Durante años, los magnates tecnológicos despreciaron el mundo de la moda. Su forma de vestir pretendía mantener ese áurea de personalidades frescas, innovadoras e informales vistiendo con camisetas, sudaderas negras, zapatillas deportivas y una aparente indiferencia hacia el lujo.
Pero algo ha cambiado, los tecnooligarcas ya no quieren parecer ajenos al sistema cultural, quieren controlarlo. Han entendido que la modea es un territorio que va más allá de la estética para convertirse en una de las infraestructuras del poder social y económico.
La periodista Alex Jover lo ha desgravado de forma muy descriptiva en su artículo “Revolución tecnológica en la moda: por qué los tecnooligarcas quieren conquistar la pasarela”. Un artículo que me ha puesto sobre la pista de esta nueva batalla por el control económico y social de las BigTech.
El mejor ejemplo de ello es la imagen de Jeff Bezos y su mujer Lauren Sánchez convertidos en grandes anfitriones de la Gala Met, previa aportación de diez millones de dólares.
Igualmente, Mark Zuckerberg y Priscilla Chan los pudimos ver sentados en el front row del desfile de Prada. Lo que parecería como una simple operación de reposicionamiento estético, puede ser el preludio de nuevos negocios y alianzas entre Meta y las grandes maisons de lujo para desarrollar dispositivos de realidad aumentada premium. Incluso circulan especulaciones sobre un posible interés de Bezos en Condé Nast, el gran imperio editorial del lujo y las tendencias.
Todo ello, lejos de ser una anécdota social, es toda una declaración de poder en la batalla por el liderazgo de la geopolítica simbólica. Hasta ahora algunos se afanaban por comprar medios de comunicación como hizo Jeff Bezos en 2013 comprando The Washington Post por 250 millones de dólares. Hoy han entendido que lo verdaderamente importante es influir y tener poder sobre el imaginario colectivo a través de la moda.

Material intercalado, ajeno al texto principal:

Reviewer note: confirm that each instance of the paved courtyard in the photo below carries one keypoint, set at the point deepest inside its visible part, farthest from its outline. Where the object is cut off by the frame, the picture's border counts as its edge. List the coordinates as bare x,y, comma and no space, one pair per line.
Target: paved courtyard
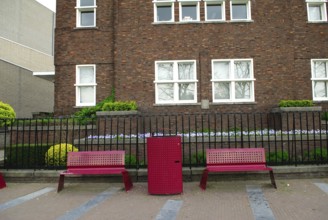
294,199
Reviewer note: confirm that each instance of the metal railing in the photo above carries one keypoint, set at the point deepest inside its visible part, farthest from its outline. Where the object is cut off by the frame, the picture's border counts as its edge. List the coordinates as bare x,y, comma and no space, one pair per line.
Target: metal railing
291,138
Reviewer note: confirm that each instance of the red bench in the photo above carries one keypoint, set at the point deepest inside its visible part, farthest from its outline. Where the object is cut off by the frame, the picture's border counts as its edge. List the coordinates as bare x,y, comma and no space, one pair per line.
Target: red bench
96,163
235,160
2,182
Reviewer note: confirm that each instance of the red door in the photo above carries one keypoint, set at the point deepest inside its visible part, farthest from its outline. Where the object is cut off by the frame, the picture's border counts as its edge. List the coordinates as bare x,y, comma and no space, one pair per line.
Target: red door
164,156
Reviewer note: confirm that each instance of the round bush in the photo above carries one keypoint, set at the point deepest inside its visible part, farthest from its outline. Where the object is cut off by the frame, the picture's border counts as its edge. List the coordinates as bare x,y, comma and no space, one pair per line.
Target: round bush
57,154
7,114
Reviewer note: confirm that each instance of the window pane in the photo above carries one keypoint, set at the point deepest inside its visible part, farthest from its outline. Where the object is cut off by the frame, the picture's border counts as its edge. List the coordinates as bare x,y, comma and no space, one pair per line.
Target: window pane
320,89
315,13
87,18
239,11
242,70
164,13
186,91
320,70
166,92
87,94
87,3
186,71
243,90
189,12
221,70
165,71
222,90
214,12
86,75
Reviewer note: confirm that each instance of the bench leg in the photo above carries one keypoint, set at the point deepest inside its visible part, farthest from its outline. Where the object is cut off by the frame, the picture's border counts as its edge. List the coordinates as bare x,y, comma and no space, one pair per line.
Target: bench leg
127,180
273,182
60,183
203,181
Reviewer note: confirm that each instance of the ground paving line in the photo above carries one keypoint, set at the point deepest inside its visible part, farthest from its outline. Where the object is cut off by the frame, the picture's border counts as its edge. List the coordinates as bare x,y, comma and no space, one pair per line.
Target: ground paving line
170,210
84,208
25,198
260,206
322,186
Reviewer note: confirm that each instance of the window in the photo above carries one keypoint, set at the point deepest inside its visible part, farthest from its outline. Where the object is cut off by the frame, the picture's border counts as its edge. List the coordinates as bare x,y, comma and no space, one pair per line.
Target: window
320,79
175,82
316,10
232,80
163,10
214,10
189,10
86,13
85,85
240,10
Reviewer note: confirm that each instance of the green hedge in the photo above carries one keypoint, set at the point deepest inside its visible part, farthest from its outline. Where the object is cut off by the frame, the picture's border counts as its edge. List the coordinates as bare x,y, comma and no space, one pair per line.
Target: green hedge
296,103
25,156
7,113
120,106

Estos movimientos van mucho más allá de lo económico. Al tener un papel relevante en el sector de la moda, los tecnooligarcas pretenden comprar reputación cultural y legitimidad social. Durante las últimas décadas las grandes empresas y empresarios de Silicon Valley construyeron su hegemonía gracias a la innovación y la disrupción tecnológica, hoy pretenden ampliar su visión totalitaria desde la influencia estética y emocional influyendo en los códigos del deseo.
Los algoritmos controlan la información, pero el deseo está condicionado por las emociones.
Estamos asistiendo como en tantos otros ámbitos, a un proceso acelerado de convergencia entre la moda y la tecnología. El informe The State of Fashion 2026, señala cómo la inteligencia artificial será central también en toda la cadena de valor de la moda. Soluciones como los espejos inteligentes y los probadores digitales, predicción de tendencias, optimización de inventarios o automatización de procesos productivos serán una realidad bien pronto convirtiendo la moda en un gigantesco laboratorio de datos sobre el comportamiento humano, y un gran negocio para las BigTech.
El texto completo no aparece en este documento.